Most, though not all, of the novel The Just and the Unjust (1942) is taken up with a trial wherein two reprobates stand accused of murdering another reprobate, a drug dealer. Abner Coates is the assistant district attorney who helps to prosecute the men, hoping for a severe verdict.
Abundant human evil and human folly are featured in this engrossing novel by James Gould Cozzens, the latter of which—folly—Abner himself demonstrates by unfairly disliking a county chairman called Jesse Gearhart. An admirable man, Abner is also a flawed one. He has a disdain for “things as they are” in his environment, which in his case reflects an attitude not fully adult (or fully righteous).

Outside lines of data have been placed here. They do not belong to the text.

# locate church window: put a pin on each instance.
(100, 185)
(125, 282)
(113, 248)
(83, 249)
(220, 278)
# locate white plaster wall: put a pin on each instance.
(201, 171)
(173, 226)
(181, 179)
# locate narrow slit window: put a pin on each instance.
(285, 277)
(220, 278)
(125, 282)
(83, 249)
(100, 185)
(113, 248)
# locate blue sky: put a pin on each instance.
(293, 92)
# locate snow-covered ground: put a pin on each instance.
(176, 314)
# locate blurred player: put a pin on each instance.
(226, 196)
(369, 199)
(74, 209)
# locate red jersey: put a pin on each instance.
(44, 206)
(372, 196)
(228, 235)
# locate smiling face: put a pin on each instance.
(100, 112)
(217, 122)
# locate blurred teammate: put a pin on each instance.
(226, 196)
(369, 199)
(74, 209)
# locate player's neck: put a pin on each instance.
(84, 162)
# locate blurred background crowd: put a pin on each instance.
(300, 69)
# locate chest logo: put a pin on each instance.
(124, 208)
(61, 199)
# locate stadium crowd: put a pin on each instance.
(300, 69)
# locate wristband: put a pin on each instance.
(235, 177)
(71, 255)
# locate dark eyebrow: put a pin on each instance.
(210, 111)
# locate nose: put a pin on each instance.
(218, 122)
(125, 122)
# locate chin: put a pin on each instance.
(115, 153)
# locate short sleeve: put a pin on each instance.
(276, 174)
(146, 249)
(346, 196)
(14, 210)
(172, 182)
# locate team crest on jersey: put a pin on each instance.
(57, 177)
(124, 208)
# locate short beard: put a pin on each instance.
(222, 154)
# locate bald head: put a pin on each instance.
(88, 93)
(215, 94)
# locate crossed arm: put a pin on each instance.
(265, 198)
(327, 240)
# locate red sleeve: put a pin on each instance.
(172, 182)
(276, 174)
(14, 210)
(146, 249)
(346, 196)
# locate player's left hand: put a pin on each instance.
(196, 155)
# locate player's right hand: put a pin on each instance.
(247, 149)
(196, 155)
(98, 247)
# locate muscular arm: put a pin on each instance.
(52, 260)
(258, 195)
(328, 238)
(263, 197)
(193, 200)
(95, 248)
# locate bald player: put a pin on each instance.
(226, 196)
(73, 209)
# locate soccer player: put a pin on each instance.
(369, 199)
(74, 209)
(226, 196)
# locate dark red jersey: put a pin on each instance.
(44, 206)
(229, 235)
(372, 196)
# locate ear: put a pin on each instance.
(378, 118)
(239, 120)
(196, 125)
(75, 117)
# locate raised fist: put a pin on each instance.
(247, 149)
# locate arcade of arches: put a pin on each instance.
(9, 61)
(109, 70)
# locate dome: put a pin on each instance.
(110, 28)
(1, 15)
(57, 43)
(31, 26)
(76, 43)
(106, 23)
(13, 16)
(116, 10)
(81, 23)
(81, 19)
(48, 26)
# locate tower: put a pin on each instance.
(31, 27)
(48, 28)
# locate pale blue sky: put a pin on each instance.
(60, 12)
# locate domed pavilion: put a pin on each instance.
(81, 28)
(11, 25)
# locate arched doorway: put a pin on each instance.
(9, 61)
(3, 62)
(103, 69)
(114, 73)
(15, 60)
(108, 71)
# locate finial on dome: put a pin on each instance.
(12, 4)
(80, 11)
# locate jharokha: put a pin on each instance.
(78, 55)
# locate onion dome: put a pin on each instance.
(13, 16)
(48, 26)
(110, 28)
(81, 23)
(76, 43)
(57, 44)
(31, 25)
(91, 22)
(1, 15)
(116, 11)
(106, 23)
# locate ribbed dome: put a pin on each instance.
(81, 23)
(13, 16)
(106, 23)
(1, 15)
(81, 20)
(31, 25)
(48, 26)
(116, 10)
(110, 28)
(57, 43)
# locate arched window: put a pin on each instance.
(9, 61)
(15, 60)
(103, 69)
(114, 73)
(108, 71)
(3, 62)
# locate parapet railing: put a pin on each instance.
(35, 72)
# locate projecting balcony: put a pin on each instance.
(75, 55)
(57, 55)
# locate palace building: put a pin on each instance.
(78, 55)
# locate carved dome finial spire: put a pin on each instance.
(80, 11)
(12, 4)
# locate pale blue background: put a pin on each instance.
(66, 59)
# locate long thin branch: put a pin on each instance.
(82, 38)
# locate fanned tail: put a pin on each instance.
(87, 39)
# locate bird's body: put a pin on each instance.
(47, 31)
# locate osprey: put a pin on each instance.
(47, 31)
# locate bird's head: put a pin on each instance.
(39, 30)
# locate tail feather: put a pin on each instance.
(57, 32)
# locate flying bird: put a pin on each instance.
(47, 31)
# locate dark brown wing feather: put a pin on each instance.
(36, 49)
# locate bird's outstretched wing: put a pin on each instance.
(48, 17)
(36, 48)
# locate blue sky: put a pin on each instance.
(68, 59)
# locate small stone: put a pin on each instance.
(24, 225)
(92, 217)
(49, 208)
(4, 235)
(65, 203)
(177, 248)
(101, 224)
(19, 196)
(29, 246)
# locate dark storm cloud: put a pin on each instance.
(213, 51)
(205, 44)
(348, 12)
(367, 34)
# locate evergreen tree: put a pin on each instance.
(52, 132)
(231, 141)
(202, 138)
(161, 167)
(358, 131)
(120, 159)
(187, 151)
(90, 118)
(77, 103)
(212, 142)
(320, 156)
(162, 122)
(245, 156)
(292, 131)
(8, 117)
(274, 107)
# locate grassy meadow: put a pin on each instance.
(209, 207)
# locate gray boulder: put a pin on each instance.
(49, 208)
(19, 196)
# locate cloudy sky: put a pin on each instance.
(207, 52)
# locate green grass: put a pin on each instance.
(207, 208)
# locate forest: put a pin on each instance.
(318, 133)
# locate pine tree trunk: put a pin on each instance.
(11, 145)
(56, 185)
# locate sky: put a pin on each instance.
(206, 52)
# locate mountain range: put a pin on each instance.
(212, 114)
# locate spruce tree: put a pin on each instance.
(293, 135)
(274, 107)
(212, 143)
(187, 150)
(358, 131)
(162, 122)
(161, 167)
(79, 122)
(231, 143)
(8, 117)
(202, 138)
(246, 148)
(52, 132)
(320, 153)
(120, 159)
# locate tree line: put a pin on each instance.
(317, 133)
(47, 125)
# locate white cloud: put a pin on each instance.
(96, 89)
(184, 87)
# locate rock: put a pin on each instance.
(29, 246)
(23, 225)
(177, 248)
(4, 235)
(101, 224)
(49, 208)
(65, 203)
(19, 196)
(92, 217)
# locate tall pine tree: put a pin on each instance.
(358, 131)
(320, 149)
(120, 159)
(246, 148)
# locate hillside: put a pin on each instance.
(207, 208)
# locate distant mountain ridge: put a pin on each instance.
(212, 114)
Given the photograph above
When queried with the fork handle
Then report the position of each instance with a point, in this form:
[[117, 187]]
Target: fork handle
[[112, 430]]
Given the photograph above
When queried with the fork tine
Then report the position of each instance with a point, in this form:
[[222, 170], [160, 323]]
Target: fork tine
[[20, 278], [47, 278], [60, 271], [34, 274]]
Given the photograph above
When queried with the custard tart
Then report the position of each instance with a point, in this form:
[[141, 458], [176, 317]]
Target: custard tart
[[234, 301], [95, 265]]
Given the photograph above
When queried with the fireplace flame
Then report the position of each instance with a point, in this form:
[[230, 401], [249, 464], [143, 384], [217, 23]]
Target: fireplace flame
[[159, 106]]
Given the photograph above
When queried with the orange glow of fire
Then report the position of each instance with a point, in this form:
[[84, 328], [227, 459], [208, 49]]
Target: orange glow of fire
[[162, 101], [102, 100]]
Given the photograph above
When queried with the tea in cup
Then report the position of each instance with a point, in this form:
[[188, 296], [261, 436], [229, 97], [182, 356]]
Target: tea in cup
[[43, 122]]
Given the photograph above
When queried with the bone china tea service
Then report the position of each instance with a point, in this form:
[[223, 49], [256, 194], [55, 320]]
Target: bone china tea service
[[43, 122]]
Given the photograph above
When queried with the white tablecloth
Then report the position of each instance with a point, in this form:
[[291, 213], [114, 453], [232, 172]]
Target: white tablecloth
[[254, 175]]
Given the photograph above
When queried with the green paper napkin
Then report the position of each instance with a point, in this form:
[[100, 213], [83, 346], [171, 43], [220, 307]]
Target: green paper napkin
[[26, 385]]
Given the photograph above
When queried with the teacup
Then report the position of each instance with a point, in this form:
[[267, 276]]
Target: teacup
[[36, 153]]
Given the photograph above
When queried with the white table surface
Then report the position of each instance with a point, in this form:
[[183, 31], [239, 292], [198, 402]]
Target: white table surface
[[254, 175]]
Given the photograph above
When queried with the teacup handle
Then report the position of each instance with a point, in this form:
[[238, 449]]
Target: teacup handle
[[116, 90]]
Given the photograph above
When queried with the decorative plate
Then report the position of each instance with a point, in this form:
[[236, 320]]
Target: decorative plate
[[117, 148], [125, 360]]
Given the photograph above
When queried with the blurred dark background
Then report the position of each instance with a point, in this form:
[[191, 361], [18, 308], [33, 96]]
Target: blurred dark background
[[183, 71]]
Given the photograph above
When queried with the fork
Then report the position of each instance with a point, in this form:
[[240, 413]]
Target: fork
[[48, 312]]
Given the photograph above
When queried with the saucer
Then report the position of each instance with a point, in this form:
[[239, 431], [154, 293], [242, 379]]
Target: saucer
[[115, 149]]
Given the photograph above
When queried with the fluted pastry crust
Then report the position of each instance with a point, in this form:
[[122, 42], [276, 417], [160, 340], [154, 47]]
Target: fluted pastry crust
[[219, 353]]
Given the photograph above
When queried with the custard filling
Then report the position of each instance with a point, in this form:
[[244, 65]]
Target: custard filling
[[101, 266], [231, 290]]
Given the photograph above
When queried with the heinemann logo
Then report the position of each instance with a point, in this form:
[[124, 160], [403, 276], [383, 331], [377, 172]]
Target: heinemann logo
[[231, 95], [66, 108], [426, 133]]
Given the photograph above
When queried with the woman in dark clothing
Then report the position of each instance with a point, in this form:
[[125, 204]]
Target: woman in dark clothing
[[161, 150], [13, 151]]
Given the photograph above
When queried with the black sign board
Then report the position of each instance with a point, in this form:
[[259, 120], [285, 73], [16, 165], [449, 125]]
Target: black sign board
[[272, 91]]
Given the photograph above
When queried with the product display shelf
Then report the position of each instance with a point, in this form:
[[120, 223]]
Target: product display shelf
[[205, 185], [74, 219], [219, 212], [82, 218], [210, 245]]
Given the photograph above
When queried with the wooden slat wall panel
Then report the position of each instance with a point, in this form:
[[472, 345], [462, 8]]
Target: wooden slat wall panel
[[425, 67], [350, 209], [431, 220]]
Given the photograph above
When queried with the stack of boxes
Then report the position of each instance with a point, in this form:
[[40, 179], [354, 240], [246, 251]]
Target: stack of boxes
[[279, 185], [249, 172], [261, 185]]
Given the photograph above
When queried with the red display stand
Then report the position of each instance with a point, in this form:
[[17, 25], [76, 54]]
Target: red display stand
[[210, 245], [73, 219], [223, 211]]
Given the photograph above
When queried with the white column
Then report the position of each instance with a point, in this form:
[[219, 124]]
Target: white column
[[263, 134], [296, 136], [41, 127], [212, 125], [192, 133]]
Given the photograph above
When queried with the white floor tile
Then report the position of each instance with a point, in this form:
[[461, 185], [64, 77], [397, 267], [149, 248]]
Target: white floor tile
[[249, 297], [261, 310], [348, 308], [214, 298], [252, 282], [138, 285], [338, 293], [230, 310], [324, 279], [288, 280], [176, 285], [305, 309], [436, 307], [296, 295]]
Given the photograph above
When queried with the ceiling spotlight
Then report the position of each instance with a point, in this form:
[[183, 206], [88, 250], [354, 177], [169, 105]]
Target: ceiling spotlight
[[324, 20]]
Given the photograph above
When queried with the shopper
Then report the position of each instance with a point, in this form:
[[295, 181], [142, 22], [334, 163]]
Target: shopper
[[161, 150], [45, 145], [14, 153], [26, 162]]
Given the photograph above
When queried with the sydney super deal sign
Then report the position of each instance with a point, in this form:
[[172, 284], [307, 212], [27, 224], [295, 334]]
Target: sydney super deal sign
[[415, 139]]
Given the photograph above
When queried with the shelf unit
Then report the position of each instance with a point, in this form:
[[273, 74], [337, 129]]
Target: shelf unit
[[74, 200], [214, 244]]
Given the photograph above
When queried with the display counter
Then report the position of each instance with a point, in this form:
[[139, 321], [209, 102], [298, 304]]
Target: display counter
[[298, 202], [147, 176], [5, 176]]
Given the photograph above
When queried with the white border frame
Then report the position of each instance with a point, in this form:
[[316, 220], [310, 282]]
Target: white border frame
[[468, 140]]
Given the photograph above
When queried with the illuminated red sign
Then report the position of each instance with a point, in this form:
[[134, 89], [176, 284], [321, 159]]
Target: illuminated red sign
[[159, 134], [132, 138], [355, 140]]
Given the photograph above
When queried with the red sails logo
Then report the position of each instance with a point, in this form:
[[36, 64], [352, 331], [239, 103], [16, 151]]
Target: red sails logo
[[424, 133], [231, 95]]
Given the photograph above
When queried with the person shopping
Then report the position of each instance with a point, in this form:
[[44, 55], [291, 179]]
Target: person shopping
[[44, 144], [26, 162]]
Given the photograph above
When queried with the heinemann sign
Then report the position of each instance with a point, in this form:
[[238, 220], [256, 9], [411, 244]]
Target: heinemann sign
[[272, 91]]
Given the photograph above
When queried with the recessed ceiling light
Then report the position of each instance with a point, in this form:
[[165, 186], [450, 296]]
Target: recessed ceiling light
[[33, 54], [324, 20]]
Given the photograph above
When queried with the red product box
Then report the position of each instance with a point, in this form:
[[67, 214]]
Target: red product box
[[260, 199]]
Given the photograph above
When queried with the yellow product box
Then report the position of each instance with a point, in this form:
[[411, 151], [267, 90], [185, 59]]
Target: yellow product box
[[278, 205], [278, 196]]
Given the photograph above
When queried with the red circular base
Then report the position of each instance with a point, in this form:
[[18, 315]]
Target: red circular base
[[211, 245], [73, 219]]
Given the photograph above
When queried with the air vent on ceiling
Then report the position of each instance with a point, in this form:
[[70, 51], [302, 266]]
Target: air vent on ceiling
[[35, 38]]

Subplots spring up in the book, such as one about a schoolteacher tried for lewd conduct—a subplot which, alas, turns offensively sexist for a brief bit. Also, Cozzens’s prose is frequently as sloppy as I suppose Dostoyevsky’s is in the original Russian. At any rate, it wouldn’t surprise me if The Just and the Unjust was one of the best novels about the law and the courts ever written. It does a good job of showing us, as has been accurately pointed out about the book, that the law is only as strong as the people who handle and make use of it. It’s smart and exploratory.
Critics have attacked Cozzens for siding with privileged characters (e.g., an assistant district attorney). What fools. Privilege has to go to somebody. Does it also offend them that Job and Abraham and Solomon were rich?